The EU has announced this week that they have delayed the release of the new ETIAS e-visa that was originally to launch this year. The ESTA-style visa scheme is now expected to see its release in the winter of 2023.
Since the UK left the EU as part of Brexit in January of 2020, it is now classed as a third country in relativity to the EU, falling into the list of countries that will be required to apply for the visa programme in order to stay in Europe long-term. The ETIAS fee is expected to come to €7 (£6) per application for those over the age of 18, those under 18 will not be charged any fees. In comparison, the ESTA scheme used for US visas costs $21 (£17) at present.
The European Travel Information and Authorisation System (ETIAS) will require travellers from third countries to apply in advance of travel to the bloc and pay the fee, a scheme commonly compared to the US ESTA system and the Canadian ETA system (to find out more about which countries are required to apply for an ETIAS before travelling to the Schengen Area, check out the Schengen Visa website).
Travellers will be required to complete online forms covering health, education, and criminal convictions in order to apply for an ETIAS that will cover their travel to the EU for three years. However, while this was originally set to launch in 2022, and then pushed back to May 2023, it will now not be launched until November 2023.
This programme has been criticised by some UK politicians, while many believe that ETIAS will speed up border crossings from the UK and could relieve delays that are being experienced in airports at present, UK travellers will not have to undergo checks with the ETIAS system in place.
Despite this launch being pushed back to November 2023, the launch of the automated Entry/Exit System (EES) is still set for launch in May 2023. This system will require all non-EU arrivals to scan four fingerprints and have a photo taken.

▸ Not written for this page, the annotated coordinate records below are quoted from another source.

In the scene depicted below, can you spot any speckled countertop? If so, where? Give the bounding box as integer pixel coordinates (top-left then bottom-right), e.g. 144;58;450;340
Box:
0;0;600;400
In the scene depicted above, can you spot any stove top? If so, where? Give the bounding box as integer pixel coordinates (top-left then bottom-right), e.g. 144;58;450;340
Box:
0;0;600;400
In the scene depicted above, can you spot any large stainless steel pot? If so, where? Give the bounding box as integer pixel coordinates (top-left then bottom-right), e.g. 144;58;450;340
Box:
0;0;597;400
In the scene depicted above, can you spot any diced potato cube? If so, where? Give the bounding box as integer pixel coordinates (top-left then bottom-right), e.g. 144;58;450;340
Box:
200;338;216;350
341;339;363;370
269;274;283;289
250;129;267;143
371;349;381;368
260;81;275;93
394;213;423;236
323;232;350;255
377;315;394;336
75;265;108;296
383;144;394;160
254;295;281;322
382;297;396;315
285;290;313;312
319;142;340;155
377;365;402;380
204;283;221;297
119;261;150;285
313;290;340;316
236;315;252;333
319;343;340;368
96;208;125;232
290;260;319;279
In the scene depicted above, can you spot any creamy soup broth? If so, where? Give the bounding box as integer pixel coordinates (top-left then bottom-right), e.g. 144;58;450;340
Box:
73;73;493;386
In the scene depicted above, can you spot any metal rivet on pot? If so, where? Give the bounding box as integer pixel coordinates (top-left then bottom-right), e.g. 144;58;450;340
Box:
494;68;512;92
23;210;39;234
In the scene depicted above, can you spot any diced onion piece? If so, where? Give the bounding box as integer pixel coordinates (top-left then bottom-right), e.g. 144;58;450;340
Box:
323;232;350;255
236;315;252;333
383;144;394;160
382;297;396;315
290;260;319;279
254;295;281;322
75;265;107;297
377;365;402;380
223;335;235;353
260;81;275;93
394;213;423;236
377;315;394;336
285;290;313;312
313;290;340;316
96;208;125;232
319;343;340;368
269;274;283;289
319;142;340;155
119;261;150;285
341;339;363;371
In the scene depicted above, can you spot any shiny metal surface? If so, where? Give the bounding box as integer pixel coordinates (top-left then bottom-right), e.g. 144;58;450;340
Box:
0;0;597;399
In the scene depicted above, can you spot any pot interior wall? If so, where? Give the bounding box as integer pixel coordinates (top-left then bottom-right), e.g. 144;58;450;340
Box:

The biometric data will be captured on their first entry to the EU only. It will register the name, travel documents, and the date and place of entry and exit for the traveller. This EES system is set to replace the need to stamp British passports when they are entering the EU.
A similar scheme to the ETIAS is being worked on in the UK at present. Foreign visitors may be required to use the Electronic Travel Authorisation (ETA) which is expected to process nearly 30 million applicants a year after its launch.